I'm not a graphic novel person, or I wasn't-- I didn't grow up on DC & Marvel, and I've only started reading the Marvel comics as a result of the movies. Call me a pretender, call me a reverse fangirl, whatever, but as much as I have always been able to say that graphic novels can well indeed represent an art form in their own right, they just weren't for me.
I still throw half the Avengers comics against the wall, and the reboot Trek comics are horrifically bad. I only read them so I have any idea what might be going on in the movie universe.
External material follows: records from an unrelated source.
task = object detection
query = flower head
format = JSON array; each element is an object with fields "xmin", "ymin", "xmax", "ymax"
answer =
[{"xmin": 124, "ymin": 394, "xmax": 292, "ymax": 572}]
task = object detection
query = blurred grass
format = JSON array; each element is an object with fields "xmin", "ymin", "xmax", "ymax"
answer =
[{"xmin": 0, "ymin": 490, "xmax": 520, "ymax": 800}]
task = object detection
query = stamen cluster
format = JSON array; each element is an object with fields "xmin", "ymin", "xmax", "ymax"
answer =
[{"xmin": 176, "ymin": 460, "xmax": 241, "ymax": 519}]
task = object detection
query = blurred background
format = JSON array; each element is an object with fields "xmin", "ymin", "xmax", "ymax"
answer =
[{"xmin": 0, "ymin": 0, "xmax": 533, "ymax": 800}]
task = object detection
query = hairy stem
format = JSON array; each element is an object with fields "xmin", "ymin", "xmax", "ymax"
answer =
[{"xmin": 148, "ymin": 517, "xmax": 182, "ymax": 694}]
But. There are comics out there, I'm learning, that are not all Ka-Boom and Ka-Pow, and that mesh visually stunning pictures with narrative stories that draw me in and don't leave me feeling like I'm not getting the whole story. Too many "old-fashioned" comic books felt not just narratively truncated but emotionally stunted for me. But now I'm discovering Unwritten, Fables, Daniel Clowes and more, in addition to the well-written, clever comics like Hellboy which combine the Ka-Pow with real feeling and story arcs.
So when a friend suggested I try Brian Vaughan's Ex Machina series, and promised the writing was good, I gave it a try.
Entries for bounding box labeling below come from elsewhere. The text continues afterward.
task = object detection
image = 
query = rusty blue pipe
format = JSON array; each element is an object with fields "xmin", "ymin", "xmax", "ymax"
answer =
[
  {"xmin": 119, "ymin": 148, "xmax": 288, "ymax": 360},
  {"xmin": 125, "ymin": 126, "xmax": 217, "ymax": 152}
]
I'm glad that I did, even though reading it this week in Boston was hard. What happens when an ordinary engineer gets dosed with some weird luminescent river bacteria and ends up being able to talk to machines? Among other things, he becomes a vigilante superhero and stops one of the planes from crashing into the World Trade Towers... then grows up to become Mayor of New York, one with a case of serious snark and even more serious survivor's guilt. It's only the start of his challenges, and Vol. 1, The First Hundred Days, is a beautifully finessed look at how useless superpowers can be in the face of mere human stupidity, greed, desperation, and frailty, not to mention other uncontrollable things like weather.
What's the world's only ex-superhero and New York's mayor to do?
Damned if I know, but I'll keep on reading.
(N.B., I read this on my Nook HD+, and the resolution and ZoomView were great so that I could really gawk at all of the panels in minute detail. So far, vol. 1 is the only edition out in e-book for Nook. I have gone and clicked furiously on the rest of Brian Vaughan's work on B & N's website to demand e-editions, but I may have to read the rest in paper for now. It'll be worth it.)